【学校伝染病と出席停止期間】知っておくべき3種の感染症~学校を休まなければいけない病気~

学校伝染病

あなたは学校を休まなければいけない病気『3種の学校伝染病』を知っていますか?

インフルエンザや水ぼうそう(水痘)などにかかった場合と同様に登園・登校できない病気(感染症)があります。

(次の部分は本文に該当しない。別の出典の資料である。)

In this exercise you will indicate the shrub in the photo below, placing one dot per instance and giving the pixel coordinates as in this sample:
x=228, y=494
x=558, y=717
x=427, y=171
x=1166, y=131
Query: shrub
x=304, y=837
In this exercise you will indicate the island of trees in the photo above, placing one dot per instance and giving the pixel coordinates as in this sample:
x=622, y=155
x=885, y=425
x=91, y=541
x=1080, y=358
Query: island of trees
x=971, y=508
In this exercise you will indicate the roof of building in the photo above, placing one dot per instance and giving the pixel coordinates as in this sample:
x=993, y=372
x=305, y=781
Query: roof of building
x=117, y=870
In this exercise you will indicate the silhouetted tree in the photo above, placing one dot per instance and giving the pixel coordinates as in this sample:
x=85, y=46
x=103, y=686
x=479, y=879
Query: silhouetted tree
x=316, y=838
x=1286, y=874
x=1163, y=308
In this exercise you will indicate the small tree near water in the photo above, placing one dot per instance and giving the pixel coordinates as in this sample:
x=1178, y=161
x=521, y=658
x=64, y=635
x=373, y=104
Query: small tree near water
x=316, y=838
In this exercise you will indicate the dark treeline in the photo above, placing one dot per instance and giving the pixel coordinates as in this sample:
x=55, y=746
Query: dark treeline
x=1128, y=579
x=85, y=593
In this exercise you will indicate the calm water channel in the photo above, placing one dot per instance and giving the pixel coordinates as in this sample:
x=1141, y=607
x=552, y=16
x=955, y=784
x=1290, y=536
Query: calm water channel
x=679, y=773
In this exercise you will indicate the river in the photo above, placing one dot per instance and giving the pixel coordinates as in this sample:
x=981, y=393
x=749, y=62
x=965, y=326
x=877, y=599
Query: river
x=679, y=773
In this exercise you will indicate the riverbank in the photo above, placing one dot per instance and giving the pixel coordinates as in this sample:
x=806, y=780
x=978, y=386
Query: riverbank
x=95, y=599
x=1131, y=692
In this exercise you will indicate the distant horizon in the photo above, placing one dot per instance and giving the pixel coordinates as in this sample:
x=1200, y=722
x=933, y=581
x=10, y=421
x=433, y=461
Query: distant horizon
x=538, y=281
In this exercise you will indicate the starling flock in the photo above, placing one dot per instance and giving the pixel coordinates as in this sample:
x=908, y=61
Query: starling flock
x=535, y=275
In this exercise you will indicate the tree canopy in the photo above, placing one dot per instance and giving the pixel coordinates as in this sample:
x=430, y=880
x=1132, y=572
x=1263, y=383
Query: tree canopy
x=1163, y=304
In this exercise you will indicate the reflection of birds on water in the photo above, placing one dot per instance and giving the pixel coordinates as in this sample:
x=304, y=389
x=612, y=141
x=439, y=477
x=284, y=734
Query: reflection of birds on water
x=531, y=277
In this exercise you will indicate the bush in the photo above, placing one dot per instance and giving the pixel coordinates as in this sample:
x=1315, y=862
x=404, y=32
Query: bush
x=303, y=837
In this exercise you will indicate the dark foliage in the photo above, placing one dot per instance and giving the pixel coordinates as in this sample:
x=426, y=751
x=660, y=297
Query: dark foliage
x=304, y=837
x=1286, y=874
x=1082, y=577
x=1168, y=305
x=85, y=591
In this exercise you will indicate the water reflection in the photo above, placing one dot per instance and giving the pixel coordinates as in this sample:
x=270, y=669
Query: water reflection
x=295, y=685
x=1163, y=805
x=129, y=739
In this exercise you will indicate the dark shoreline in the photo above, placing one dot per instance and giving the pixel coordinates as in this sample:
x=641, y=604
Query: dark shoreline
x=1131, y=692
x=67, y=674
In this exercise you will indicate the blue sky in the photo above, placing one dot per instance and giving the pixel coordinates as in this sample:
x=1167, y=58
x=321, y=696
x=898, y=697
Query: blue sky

このような感染症は他にはどのようなものがあり、どのくらいの期間で症状が出現するのでしょうか。

また、治ったらすぐに登園・登校できるのでしょうか。

ここでは『学校を休まなければならない学校伝染病』についてまとめました。

学校伝染病ってそもそも何?

学校伝染病

学校は多くの子どもたちが集団生活を行う場です。

そのため、学校で感染症が流行した場合には大きな問題となります。

流行しやすい、流行すると問題の大きい感染症を予防するため、『学校保健法によって学校伝染病』が決められています。

このような感染症を予防することで、

  1. 教育を受ける場・集団生活の場として望ましい環境を維持すること
  2. 健康な状態で『教育』を受けられること

を目的としています。

 

学校感染症は、学校における保健管理の特異性を考慮し、特に留意する必要のある事項については学校保健安全法(旧学校保健法)ならびに同施行規則で必要な事項を定めるとして規定されました。

 

主な学校伝染病3つの種類

学校伝染病

学校伝染病は、第一種・第二種・第三種に分類されています。

 

第一種

 

感染することはまれですが、重大なものが分類されています。

  1. エボラ出血熱
  2. 鳥インフルエンザ
  3. 急性灰白髄炎(ポリオ)

など 11種が含まれます。

 

第二種

 

空気感染・飛沫感染します。

子どもがかかりやすく、学校で流行が広がる可能性が高いものが分類されています。

  1. インフルエンザ(鳥インフルエンザを除く)
  2. 百日咳
  3. 麻疹
  4. 風疹
  5. 流行性耳下腺炎
  6. 水痘
  7. 咽頭結膜熱
  8. 結核
  9. 髄膜炎菌性髄膜炎

の9種が含まれます。

 

第三種

 

集団生活の中で流行が広がる可能性があるものが分類されています。

 

  1. コレラ
  2. 細菌性赤痢
  3. 腸管出血性大腸菌感染症
  4. 腸チフス
  5. パラチフス
  6. 流行性角結膜炎
  7. 急性出血性結膜炎
  8. その他の感染症

が含まれます。

あなたの毎日で気を付けたい感染症10選

学校伝染病

次に、日常生活で関わることの多い感染症について説明します。

  1. 第一種についてはあまり接する機会はありません。
  2. 第二種では、インフルエンザ、咽頭結膜熱など普段の生活でかかることが多いものになります。
  3. 第三種では、流行性角結膜炎と、その他の感染症(感染性胃腸炎・マイコプラズマ感染症)などがあります。

 

<インフルエンザ>

 

インフルエンザウイルスによる感染症で、『悪寒・頭痛・発熱』を認めます。

呼吸器症状(咳や鼻水)、消化器症状(嘔吐や腹痛)、筋肉痛などを認めます。

 

<百日咳>

 

百日咳菌による感染症で、コンコンと連続した咳の後にヒューと音を立てて息を吸う発作が特徴です。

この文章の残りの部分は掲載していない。